Si je peux seulement me permettre, j'aurais souhaité un peu plus de nuances, en tout cas, dans l'analyse, et, moi, je pense que, sur cette question, il y a de la place, je pense, pour un peu de dialogue et de bonne foi. Et les remarques d'introduction, tout à l'heure, m'inquiètent pour l'avenir, tout comme celles que j'ai entendues de la part des représentants des enseignants et de la ministre, qui a tenu des propos assez durs tout à l'heure. Je souhaite donc, ma foi du bon Dieu, pour l'intérêt des gens qui fréquentent cette institution... j'aurais le goût de vous dire: Retournez faire vos travaux et parlez-vous un peu.

Le Président (M. LeSage): Merci, M. le député de Gouin. Mme la ministre, je vous informe que votre formation a encore trois minutes.

Mme Frulla: Je pense que c'est à mon tour de vous remercier, d'abord vous, cher directeur, et tous ceux qui... étudiants, enfin, professeurs, membres de la Guilde, membres des orchestres. Je pense qu'on peut conclure cette journée sur au moins un consensus, je pense, un consensus qui est important, c'est que presque tous, je dirais, ont reconnu que la situation actuelle doit être modifiée. Vous avez apporté, vous, des précisions, puisque vous la vivez, je dirais, tous les jours. Alors, il y a des choses, finalement, qui n'ont pas été soulevées, quant à l'année financière, etc., administrative, d'une part.

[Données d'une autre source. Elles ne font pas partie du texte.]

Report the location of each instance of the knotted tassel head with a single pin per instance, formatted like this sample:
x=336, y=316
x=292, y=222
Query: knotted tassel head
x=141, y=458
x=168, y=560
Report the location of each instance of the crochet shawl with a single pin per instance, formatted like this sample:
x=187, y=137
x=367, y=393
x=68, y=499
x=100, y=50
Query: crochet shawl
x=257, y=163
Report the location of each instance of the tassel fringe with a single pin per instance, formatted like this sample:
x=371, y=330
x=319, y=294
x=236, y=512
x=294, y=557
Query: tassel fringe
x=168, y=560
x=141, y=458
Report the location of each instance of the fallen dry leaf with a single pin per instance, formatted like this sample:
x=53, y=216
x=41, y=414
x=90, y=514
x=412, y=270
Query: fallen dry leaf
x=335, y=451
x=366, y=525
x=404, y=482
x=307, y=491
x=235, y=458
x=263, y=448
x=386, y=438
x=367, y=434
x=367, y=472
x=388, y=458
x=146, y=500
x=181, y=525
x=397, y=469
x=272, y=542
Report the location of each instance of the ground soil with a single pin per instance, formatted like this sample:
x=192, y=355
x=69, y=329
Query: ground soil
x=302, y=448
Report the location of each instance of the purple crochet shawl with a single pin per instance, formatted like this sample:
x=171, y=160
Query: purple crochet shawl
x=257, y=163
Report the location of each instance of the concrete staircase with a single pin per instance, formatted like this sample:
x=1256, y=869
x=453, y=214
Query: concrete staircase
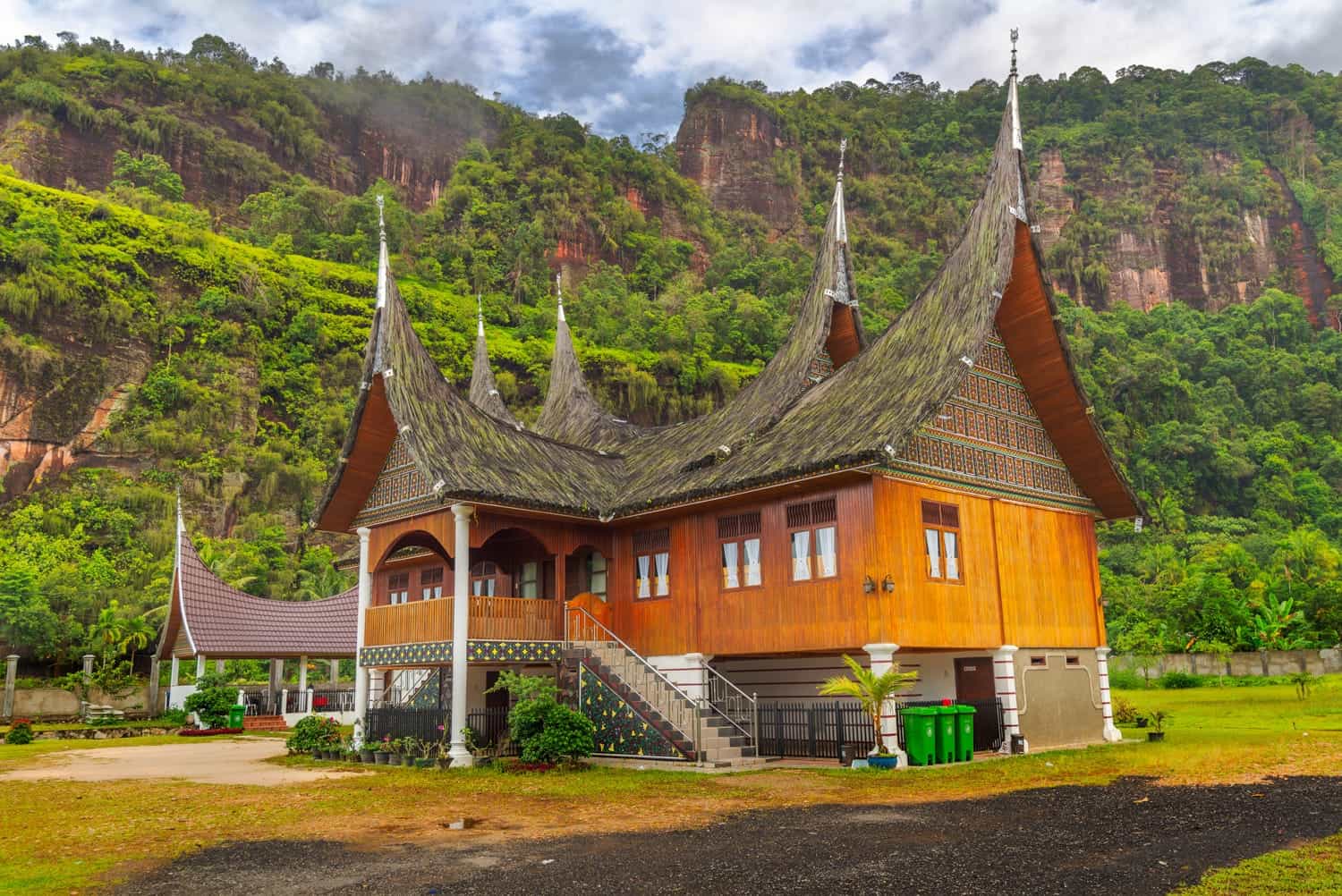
x=698, y=732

J'ai rassuré les élèves qu'il n'y aura aucuns frais de scolarité avant que les ententes soient faites au niveau de la diplomation et soient faites avec le ministère de l'Enseignement supérieur et de la Science. Alors, ça prendra le temps que ça prendra, on va le faire bien, mais il n'y aura pas de frais de scolarité, d'une part, avant que ce soit fait.

Maintenant, je pense sincèrement que le projet de loi qui est devant nous représente un gain fondamental pour, justement, la pérennité de nos conservatoires. Il va y avoir bonification, il va y avoir des amendements qui vont préciser certaines choses telles que ce que je disais aux élèves au niveau des frais de scolarité, au niveau de la régionalisation, être sûrs que la part régionale y soit bien décrite, qu'il n'y ait plus, non plus, de craintes, malgré que vous l'ayez bien lu, M. Clément, au niveau de l'article 18, par exemple, qu'il n'est pas question que les conservatoires donnent de formation initiale. Au contraire, mais on a tenu compte, aussi, de la part des conservatoires au niveau des régions.

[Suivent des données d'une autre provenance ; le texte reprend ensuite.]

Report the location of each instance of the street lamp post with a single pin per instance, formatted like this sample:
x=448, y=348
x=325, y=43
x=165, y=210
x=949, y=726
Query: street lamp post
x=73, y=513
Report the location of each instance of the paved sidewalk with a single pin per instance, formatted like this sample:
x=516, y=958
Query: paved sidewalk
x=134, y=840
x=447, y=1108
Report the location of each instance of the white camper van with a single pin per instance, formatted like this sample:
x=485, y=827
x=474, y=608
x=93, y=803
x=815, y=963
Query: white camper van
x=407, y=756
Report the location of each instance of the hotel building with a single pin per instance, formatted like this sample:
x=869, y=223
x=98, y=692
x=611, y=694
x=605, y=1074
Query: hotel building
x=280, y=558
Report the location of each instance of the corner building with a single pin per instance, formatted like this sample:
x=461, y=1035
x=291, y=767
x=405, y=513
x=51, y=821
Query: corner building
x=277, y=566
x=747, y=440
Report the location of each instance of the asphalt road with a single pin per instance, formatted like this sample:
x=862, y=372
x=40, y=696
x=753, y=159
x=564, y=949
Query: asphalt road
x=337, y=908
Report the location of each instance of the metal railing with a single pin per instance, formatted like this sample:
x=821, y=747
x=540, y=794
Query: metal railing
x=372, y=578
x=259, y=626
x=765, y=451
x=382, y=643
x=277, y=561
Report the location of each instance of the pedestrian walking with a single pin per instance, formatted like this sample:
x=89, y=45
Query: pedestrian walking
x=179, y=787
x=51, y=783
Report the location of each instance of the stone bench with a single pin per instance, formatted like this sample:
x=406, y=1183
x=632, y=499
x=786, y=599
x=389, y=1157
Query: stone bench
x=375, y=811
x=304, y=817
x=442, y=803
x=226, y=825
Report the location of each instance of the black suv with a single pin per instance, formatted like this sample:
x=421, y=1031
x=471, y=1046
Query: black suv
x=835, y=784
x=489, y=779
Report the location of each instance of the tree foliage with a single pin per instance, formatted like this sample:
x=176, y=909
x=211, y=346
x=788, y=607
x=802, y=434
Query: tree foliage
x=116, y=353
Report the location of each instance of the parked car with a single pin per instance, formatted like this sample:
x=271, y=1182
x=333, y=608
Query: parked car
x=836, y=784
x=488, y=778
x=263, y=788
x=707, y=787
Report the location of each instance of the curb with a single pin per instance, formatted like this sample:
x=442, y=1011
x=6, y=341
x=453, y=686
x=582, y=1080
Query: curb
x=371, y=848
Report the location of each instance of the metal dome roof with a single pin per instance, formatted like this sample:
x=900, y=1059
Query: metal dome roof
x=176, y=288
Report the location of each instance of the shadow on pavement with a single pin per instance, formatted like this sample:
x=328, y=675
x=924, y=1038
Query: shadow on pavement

Et, d'autre part, je veux rassurer aussi les professeurs un peu quant aux craintes qu'on leur a formulées, aux menaces qu'on leur a formulées, c'est-à-dire que tous les professeurs sont invités à joindre, sans exception, la nouvelle corporation, conservant les droits acquis, et il n'y a aucune perte et aucune crainte. Par contre, on va essayer de donner aux corporations la flexibilité nécessaire pour que votre gestion, tel que vous le disiez, M. Cloutier, soit peut-être un peu plus facile et adaptée à la réalité des conservatoires.

Chose certaine, c'est que notre volonté profonde, c'est d'assurer la pérennité des conservatoires, leur action dans toutes les régions du Québec, d'une part, et de leur donner une flexibilité pour, non seulement continuer leur bon travail, mais, je dirais, aller encore plus loin. Et non, on ne surseoira pas au projet de loi, on va le bonifier, mais le projet de loi va passer. Merci.

Le Président (M. LeSage): Merci, Mme la ministre. Alors, je tiens à remercier également M. Cloutier, M. Clément, M. Grenier pour leur participation aux travaux. Et, compte tenu de l'heure, j'ajourne les travaux de la commission sine die.